By Mariaelena Finessi
 
ROME, MAY 28, 2010 (Zenit.org).- This Sunday the Basilica of St. Mary Major will be the site of the first beatification ever held within its walls -- that of a woman religious from Milan, Pierina de Micheli.

Archbishop Angelo Amato, prefect of the Congregation for Saints' Causes, will celebrate the ceremony, in representation of Benedict XVI.

"It is the first time that a beatification takes place in this basilica," said an emotional Sister Nora Antonelli, superior general of the Daughters of the Immaculate Conception of Buenos Aires, the community to which Pierina belonged. "We are delighted that our request was accepted."
 
Mother Pierina (1890-1945), a mystic, dedicated her life to spreading devotion to the face of Christ and, at the same time, to the fight against Satan. This was discovered in her personal diary, found by the sisters in the cell of the convent after her death.
 
Father Fabrizio Poloni, episcopal delegate for Saints' Causes of the Diocese of Novara, said that when Pierina was an adolescent she had supernatural experiences. For example, when she was only a child, she thought she heard Jesus' voice saying to her, "Is no one going to give me a kiss of love on the face to repair Judas' kiss?"
 
The little girl promised to give him that kiss: Then came her suffering over her religious vocation, to the point that -- as biographers Mariella Scatena and Piersandro Vazan recall -- the young girl prayed also to the Virgin of Graces "because 'she did not want the vocation, what is more, she had made a novena to lose it.'"
 
However, Mother Pierina would eventually spread devotion to the image of Christ's face. She had it struck in a medal, popular especially in Latin America where her religions congregation is present.
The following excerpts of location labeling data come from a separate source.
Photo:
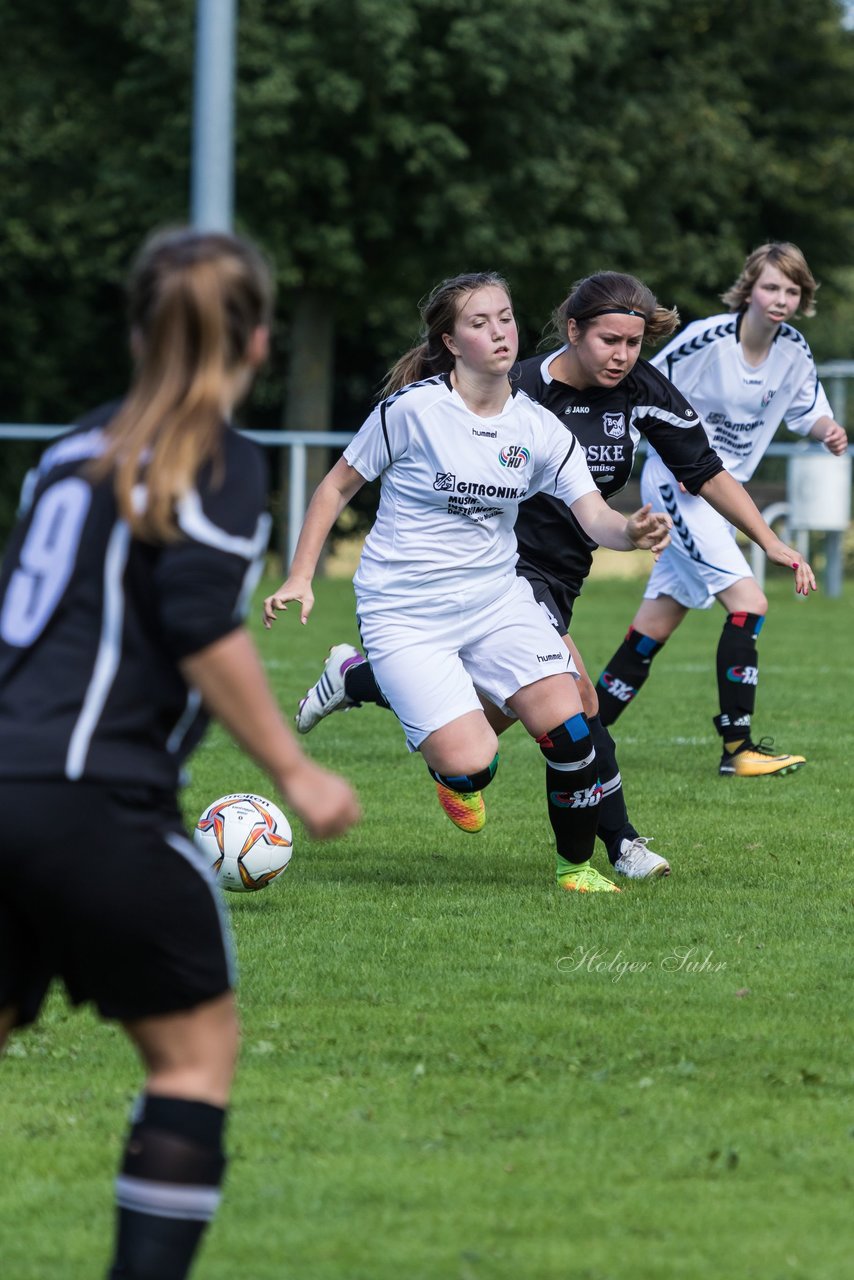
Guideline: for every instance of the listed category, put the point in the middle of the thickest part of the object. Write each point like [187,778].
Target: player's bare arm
[329,499]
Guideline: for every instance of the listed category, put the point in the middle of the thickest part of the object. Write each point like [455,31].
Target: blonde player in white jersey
[744,373]
[450,629]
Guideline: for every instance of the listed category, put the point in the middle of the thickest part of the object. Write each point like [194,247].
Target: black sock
[360,685]
[168,1187]
[738,673]
[625,675]
[571,787]
[613,818]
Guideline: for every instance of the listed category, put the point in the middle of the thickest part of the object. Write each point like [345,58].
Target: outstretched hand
[292,589]
[835,439]
[789,558]
[649,530]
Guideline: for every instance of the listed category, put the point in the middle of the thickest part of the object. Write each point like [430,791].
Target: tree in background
[382,146]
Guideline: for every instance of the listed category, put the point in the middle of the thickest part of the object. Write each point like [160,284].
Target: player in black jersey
[601,389]
[122,600]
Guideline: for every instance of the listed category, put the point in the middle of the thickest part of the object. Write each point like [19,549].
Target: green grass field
[451,1072]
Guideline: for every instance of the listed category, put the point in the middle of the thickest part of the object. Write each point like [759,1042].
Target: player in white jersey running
[744,373]
[442,613]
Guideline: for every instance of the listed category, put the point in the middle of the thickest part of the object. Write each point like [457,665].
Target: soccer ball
[246,840]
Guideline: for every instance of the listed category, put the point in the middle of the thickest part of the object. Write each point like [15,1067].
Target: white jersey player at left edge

The same year Pierina had the medal made, 1938, photographer Giovanni Bruner made an artistic photograph of the holy Shroud, which reflected the same image.

Adapting

The postulator for Mother Pierina's cause, Andrea Ambrosi, explained how the process leading to her beatification has been difficult. He took up the task of directing her cause in 1995, at the request of the director of the Holy Spirit Institute, which Pierina founded.

The cause had begun in 1962 and been "bogged down," he explained. So he and the director worked together to bring it to completion in March 2009. A few days later, the Pope authorized the recognition of a miracle attributed to Pierina's intercession: A man who had suffered an aneurism and was dying recovered fully after a couple of hours of prayer for Pierina's intercession.

The stalled process was due in large part, Ambrosi explained, to all the changes to protocol for saints' causes.

"Of course the cause had to be adapted to the changes," he said. "It was started according to the Code of Canon Law of 1917, then, it followed a much more complex normative. It stopped in 1969 when the reform of the 'Sanctitas Clarior' came into being. I had to leave the previous reforms to follow these new ones and then, in 1983, came the apostolic constitution 'Divinus Perfectionis Magister,' which once again revolutionized the whole process."

In any case, all the necessary approvals have been given and Pierina is set to make history with her beatification in Mary's basilica.

And why not in her native Milan?

Ambrosi classified Pierina as "more Roman than many" Romans.

In addition to founding the Holy Spirit Institute there, dedicated to education, Mother Pierina was also in the Eternal City for the worst period of World War II, which were the last years of her life.

Ambrosi explained, "She was loved because she helped everyone who approached her -- from priests to families, from young people to the neediest."